Humans can feel, weigh and grasp diverse objects, and simultaneously
infer their material properties while applying the right amount of
force—a challenging set of tasks for a modern robot1. Mechanoreceptor networks that provide sensory feedback and enable the dexterity of the human grasp2 remain difficult to replicate in robots. Whereas computer-vision-based robot grasping strategies3,4,5
have progressed substantially with the abundance of visual data and
emerging machine-learning tools, there are as yet no equivalent sensing
platforms and large-scale datasets with which to probe the use of the
tactile information that humans rely on when grasping objects. Studying
the mechanics of how humans grasp objects will complement vision-based
robotic object handling. Importantly, the inability to record and
analyse tactile signals currently limits our understanding of the role
of tactile information in the human grasp itself—for example, how
tactile maps are used to identify objects and infer their properties is
unknown6.
Here we use a scalable tactile glove and deep convolutional neural
networks to show that sensors uniformly distributed over the hand can be
used to identify individual objects, estimate their weight and explore
the typical tactile patterns that emerge while grasping objects. The
sensor array (548 sensors) is assembled on a knitted glove, and consists
of a piezoresistive film connected by a network of conductive thread
electrodes that are passively probed. Using a low-cost (about US$10)

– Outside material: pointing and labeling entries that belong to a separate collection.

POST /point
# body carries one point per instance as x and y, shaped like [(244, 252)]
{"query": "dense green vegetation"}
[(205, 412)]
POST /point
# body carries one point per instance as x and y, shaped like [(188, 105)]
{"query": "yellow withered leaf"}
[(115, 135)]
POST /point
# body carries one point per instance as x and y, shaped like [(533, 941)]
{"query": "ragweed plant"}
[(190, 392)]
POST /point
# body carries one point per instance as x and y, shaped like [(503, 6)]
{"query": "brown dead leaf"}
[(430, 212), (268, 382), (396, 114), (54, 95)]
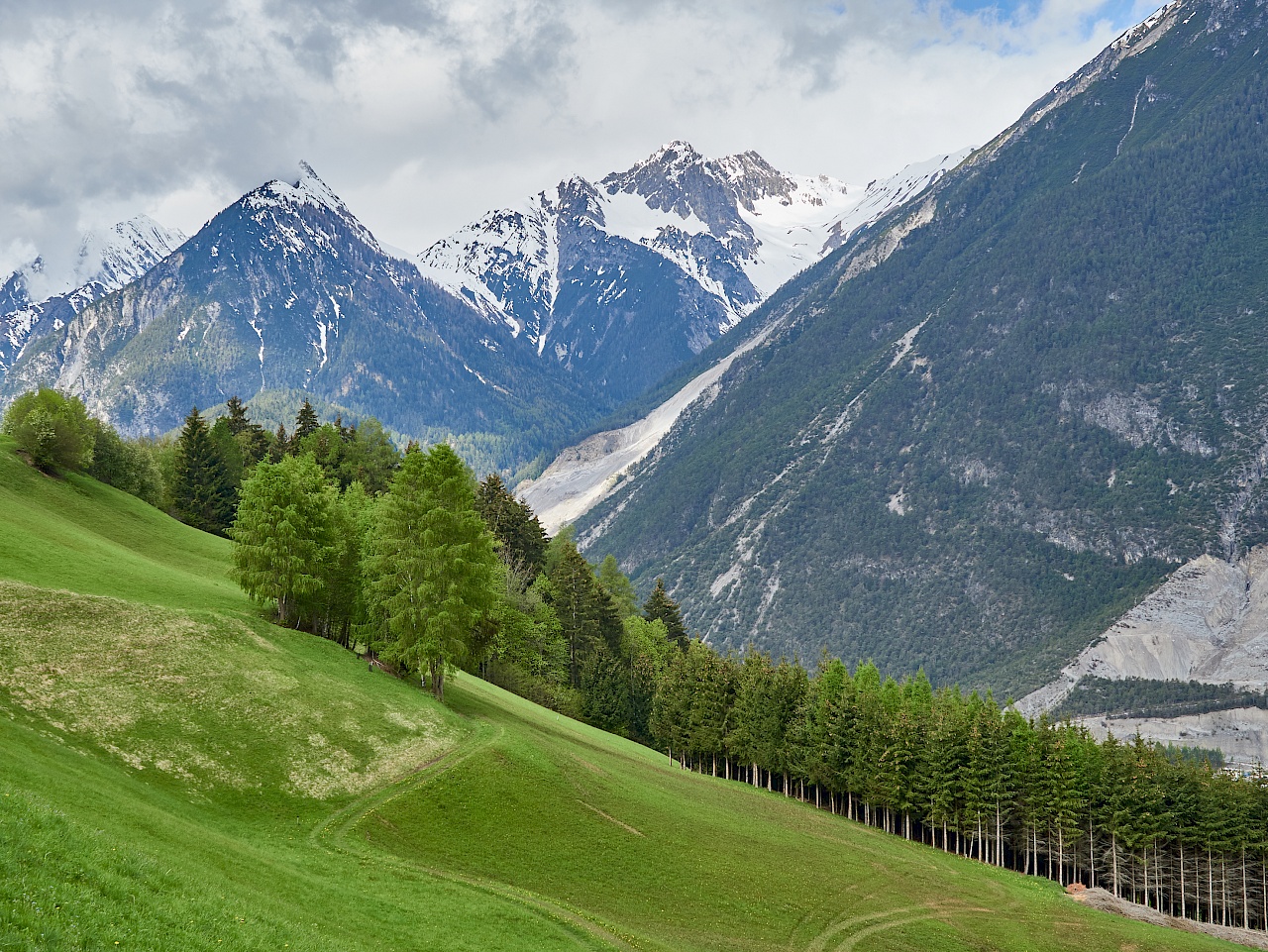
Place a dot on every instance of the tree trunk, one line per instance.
(1183, 914)
(1113, 857)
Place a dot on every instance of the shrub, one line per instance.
(53, 430)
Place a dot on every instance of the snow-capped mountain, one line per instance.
(620, 280)
(36, 298)
(286, 290)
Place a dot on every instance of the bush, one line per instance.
(53, 430)
(125, 464)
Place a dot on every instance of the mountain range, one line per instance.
(990, 424)
(507, 338)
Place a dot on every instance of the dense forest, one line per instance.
(404, 559)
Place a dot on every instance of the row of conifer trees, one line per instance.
(954, 771)
(960, 774)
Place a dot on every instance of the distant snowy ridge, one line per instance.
(104, 262)
(736, 228)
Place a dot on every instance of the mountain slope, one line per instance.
(987, 426)
(181, 776)
(33, 299)
(624, 279)
(285, 289)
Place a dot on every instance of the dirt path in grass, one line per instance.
(1108, 901)
(338, 832)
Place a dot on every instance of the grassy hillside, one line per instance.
(179, 775)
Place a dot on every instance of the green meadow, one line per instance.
(176, 774)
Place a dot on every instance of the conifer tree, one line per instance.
(433, 565)
(280, 445)
(618, 587)
(202, 492)
(284, 538)
(306, 422)
(514, 525)
(661, 607)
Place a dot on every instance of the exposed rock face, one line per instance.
(1240, 734)
(584, 475)
(1208, 622)
(996, 420)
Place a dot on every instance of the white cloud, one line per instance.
(424, 116)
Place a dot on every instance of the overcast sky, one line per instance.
(425, 113)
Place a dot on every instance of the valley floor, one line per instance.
(179, 775)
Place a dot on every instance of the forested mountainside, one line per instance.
(623, 279)
(988, 425)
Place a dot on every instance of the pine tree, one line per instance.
(280, 445)
(202, 492)
(306, 422)
(433, 566)
(514, 524)
(618, 587)
(660, 606)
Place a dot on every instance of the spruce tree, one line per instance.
(433, 566)
(661, 607)
(284, 538)
(579, 602)
(514, 524)
(202, 490)
(618, 587)
(306, 422)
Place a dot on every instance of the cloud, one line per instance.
(425, 113)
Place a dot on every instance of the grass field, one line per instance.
(179, 775)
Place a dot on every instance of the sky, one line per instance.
(422, 114)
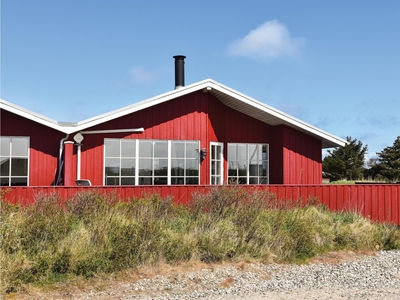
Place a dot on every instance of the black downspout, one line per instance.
(60, 160)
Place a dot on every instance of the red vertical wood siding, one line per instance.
(379, 202)
(295, 158)
(302, 164)
(44, 146)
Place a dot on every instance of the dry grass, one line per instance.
(98, 240)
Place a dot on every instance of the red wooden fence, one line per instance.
(379, 202)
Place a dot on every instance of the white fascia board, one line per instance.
(31, 116)
(139, 106)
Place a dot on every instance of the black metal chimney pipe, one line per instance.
(179, 71)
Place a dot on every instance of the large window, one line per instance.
(14, 157)
(151, 162)
(247, 163)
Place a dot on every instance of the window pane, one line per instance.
(127, 167)
(4, 181)
(253, 152)
(192, 180)
(177, 167)
(242, 166)
(160, 180)
(253, 180)
(242, 180)
(112, 181)
(265, 152)
(112, 148)
(128, 181)
(232, 156)
(4, 166)
(128, 148)
(112, 166)
(160, 149)
(254, 168)
(19, 146)
(145, 181)
(160, 167)
(19, 167)
(242, 152)
(177, 149)
(177, 180)
(192, 149)
(145, 167)
(192, 167)
(145, 149)
(5, 146)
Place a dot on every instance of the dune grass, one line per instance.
(92, 233)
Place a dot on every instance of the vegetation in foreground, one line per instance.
(93, 234)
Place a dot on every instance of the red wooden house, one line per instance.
(204, 133)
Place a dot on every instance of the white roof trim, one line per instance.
(228, 96)
(30, 115)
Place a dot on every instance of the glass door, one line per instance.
(216, 163)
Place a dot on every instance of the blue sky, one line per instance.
(333, 64)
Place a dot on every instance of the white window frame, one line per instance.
(220, 159)
(11, 156)
(248, 160)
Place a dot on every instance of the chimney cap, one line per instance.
(179, 56)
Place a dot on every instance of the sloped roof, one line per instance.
(226, 95)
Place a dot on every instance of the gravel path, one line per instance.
(367, 277)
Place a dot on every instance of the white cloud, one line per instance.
(268, 41)
(141, 75)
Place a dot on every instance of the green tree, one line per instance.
(389, 161)
(346, 162)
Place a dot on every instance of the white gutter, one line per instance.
(79, 138)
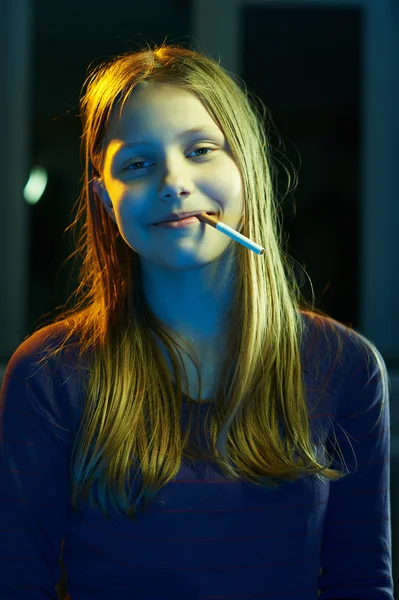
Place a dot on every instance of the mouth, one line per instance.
(183, 220)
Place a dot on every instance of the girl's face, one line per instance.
(154, 166)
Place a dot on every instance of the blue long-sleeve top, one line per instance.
(206, 536)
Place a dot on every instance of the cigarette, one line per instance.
(235, 235)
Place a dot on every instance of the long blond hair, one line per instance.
(132, 412)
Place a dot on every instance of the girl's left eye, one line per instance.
(143, 161)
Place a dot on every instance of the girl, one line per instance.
(179, 325)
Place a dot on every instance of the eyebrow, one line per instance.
(182, 134)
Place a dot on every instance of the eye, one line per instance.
(146, 161)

scalable tactile glove sensor array, we record a large-scale tactile
dataset with 135,000 frames, each covering the full hand, while
interacting with 26 different objects. This set of interactions with
different objects reveals the key correspondences between different
regions of a human hand while it is manipulating objects. Insights from
the tactile signatures of the human grasp—through the lens of an
artificial analogue of the natural mechanoreceptor network—can thus aid
the future design of prosthetics7, robot grasping tools and human–robot interactions1,8,9,10.